Interesting times in image processing

You’ve all seen the awesome Photosynth demo on TED. (If you haven’t, do.)

There’re several interesting things there. I especially liked the infinite-resolution Seadragon demo, with the startling claim that the only thing that should limit the speed of the application is the number of pixels being thrown around on-screen: not the size of the underlying image.

But the star of the show is arguably the ability to recognise features in photos, in order to composite them together intelligently. I presume the same technology would allow the computer to recognise known features or places, adding a semantic layer onto images currently absent. Imagine having your holiday snaps automatically tagged with the correct placenames, landmarks and from that, geodata.

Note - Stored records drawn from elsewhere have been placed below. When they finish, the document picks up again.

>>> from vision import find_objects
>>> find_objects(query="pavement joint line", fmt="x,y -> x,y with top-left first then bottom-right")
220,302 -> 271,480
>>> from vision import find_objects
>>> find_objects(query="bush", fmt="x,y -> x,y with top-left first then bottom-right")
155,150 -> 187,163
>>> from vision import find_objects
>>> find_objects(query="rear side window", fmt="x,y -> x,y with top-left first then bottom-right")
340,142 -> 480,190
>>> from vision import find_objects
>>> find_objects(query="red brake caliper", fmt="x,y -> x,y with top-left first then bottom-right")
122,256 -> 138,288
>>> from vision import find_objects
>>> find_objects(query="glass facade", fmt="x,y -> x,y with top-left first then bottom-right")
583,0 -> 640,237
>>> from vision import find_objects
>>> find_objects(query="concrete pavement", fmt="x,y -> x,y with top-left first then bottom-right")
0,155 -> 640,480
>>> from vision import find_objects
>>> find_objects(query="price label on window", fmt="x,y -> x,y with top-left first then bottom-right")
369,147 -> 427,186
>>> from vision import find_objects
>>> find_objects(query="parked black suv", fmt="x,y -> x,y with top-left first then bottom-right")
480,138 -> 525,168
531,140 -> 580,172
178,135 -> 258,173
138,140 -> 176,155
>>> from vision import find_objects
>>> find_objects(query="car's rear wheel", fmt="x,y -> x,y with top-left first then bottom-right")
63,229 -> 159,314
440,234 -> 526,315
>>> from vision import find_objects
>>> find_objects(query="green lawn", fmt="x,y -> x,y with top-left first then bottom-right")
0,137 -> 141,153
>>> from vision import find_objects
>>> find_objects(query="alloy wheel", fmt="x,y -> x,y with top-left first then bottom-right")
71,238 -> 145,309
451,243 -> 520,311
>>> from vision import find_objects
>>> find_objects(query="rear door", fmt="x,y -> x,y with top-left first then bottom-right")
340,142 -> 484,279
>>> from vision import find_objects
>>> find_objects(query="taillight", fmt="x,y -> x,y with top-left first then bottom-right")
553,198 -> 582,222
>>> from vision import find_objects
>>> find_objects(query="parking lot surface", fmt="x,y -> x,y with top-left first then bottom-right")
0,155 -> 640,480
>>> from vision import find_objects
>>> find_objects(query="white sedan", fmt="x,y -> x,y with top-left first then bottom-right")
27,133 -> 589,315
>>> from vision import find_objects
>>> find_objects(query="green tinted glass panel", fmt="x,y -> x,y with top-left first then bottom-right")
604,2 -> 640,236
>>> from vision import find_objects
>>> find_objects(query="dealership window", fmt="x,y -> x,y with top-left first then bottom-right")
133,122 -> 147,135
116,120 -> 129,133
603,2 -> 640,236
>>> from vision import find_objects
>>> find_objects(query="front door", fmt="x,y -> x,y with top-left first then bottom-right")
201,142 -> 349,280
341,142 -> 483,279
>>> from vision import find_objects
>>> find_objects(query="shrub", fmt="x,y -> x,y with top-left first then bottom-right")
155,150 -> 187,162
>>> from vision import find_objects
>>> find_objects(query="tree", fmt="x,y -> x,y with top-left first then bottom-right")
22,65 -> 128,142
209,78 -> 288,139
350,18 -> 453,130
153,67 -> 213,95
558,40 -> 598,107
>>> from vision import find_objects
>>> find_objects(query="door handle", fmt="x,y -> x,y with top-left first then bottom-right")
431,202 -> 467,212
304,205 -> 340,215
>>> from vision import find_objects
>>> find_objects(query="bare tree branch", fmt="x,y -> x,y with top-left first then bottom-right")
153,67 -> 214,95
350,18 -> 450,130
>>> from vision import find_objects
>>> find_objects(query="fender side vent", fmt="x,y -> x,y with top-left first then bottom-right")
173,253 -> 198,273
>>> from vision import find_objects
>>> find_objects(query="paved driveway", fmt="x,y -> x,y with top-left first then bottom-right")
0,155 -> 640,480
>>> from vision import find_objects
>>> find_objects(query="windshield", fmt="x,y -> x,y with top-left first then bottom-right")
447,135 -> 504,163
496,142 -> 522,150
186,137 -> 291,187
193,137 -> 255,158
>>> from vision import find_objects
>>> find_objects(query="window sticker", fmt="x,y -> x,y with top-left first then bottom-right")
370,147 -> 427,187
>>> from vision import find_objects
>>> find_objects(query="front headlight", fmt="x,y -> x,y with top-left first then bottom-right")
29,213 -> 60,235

Simultaneously, lots of companies (and certainly lots of government agencies) are working on facial recognition. You can already use Riya to search and tag your photo collection.

I expect this to be offered by Picasa, Flickr, iPhoto etc. within 2 years or so, whether they buy the technology, or develop it from scratch. And I certainly expect it to help power Google searches, within the same timeframe. (In the meantime, they’re building up a semantic layer around photos by other means, e.g. the delightful Image Labeler.)
I’ll leave it for a different post (or commenters) to explore the implications for privacy.

Actually recognising faces (but not identity) in photos is already becoming common in cameras, e.g. my Canon Ixus 70. In tests, it actually recognised the faces of sandstone angels in a cemetary, and in the office we were able to draw rudimentary faces on paper that the camera recognised.

Riya also extended their technology into shopping, their proof-of-concept like.com allowing you to search for shoes, handbags, clothes etc. on the basis of “likeness”. I don’t think it’s a silver bullet for the online shopping experience, but certainly valuable (to the user, and to them as a business).

Here are another couple of interesting things. Given sufficient processing power, and numbers of photos (and that’s not hard these days), you can perform what seems like magic.

  • Scene completion using millions of photographs
    “The algorithm patches up holes in images by finding similar image regions in the database that are not only seamless but also semantically valid.”
  • Content-Aware Image Sizing
    “It demonstrates a software application that resizes images in such a way that the content of the image is preserved intelligently.” Has to be seen to be believed.
  • Reconstructing 3D models from 2D photographs, e.g. Fotowoosh

These are all things that our brains are capable of doing without thinking, but we are gradually developing the processing power, the visual memory (repository of images), and clever algorithms to make it possible.